As Big Data increasingly floods newsrooms, we’re turning more and more to sophisticated social science methods to sort, sift, group and analyze that information. In some cases we’ll use what we find as leads to chase down stories; in others we might well be publishing the results of our analysis. What standards of proof or validation do we need to develop, and how will we tell audiences why they should trust us?
The Guardian’s great visualization of how false rumors during the London riots spread, and were challenged, then eventually died via tweet and counter-tweet is another example. A key part of the visualization depended on the categorization of tweets into whether they were for, against or neutral on any given rumor – something a team of academic partners helped them out with.
…we needed to find which tweets belong to each cluster. Again, our academic partners proved invaluable, providing a parametrized Levenshtein distance algorithm for finding all tweets within a certain “distance” from each other in textual terms.
Once the clusters were identified, we developed a system to visualize their rise and fall over time. Sizing each tweet according to the influence of its author (determined by follower count), we added a decay function that would allow it to dissipate over time. As such, clusters grow and shrink as their theme is taken up by additional voices.

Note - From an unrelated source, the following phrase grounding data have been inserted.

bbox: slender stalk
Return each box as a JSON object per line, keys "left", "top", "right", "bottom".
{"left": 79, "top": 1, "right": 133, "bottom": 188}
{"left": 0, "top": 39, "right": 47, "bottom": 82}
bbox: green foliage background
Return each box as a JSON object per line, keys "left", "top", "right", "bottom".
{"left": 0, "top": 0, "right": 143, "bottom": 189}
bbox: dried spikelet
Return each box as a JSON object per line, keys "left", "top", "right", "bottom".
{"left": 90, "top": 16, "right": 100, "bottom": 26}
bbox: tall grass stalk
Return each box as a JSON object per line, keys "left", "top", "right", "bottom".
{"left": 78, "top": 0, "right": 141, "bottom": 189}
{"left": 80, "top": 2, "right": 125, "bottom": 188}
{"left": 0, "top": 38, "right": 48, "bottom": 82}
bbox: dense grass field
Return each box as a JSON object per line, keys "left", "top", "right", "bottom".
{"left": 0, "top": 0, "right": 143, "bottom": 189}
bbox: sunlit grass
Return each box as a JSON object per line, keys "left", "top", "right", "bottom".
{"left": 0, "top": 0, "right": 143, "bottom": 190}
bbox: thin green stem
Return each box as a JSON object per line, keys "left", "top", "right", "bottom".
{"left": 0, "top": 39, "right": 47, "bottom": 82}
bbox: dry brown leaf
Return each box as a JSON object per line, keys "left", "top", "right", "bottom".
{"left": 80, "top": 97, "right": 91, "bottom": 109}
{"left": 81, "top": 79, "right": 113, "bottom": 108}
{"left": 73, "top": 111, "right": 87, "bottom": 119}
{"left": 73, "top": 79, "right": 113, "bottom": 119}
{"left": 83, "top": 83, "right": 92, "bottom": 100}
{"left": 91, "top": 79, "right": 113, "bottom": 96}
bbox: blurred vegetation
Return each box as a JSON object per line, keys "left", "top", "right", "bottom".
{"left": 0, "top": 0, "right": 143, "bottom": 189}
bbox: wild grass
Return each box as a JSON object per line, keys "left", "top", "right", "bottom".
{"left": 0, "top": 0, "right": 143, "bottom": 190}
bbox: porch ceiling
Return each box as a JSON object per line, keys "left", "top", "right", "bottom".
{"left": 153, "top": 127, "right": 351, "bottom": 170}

Our last challenge was to classify each tweet according to a ‘common sense understanding’ of its main role as a communicative act. Did it support, oppose, query or comment on a rumour? In addition to an algorithmic analysis by our academic partners, each tweet was independently coded by three sociology PhD students in order to enable us to check for reliability.
It’s complicated stuff – and full credit to the Guardian for putting it all out there and letting readers decide how much credence to give it. But the broader point is that as an industry we’re increasingly asking our audiences to accept increasingly complex methodology for what we do.
When we report that someone has said something, or a document contains some assertion – and assuming we reported accurately – it’s generally clear to readers what’s happened. (Although arguably there’s a need for much greater media literacy in general.) It’s up to them to assign a level of confidence to what we say, and how much they feel they trust the person or document we quote. But it’ll get much harder the more we move into a land of algorithmic number-crunching.
Consider sentiment analysis. If we – or someone else – says that tweets are increasingly going for or against a person, company or position, what we’re really saying is that an algorithm is categorizing the language in tweets one way or another.
Not that such algorithms are a bad thing; on the contrary, they can help us understand the flood of information flowing around us. But we need to be able to understand how they work, and what their strengths and weaknesses are.
And we definitely need to be transparent about what we’re doing. Still, let’s face it – not a lot of people are going to be able to understand how all this works in detail. And if we as an institution want to keep people’s confidence, we’re going to have to do a great job at explaining why they should trust all these new – and powerful – methods.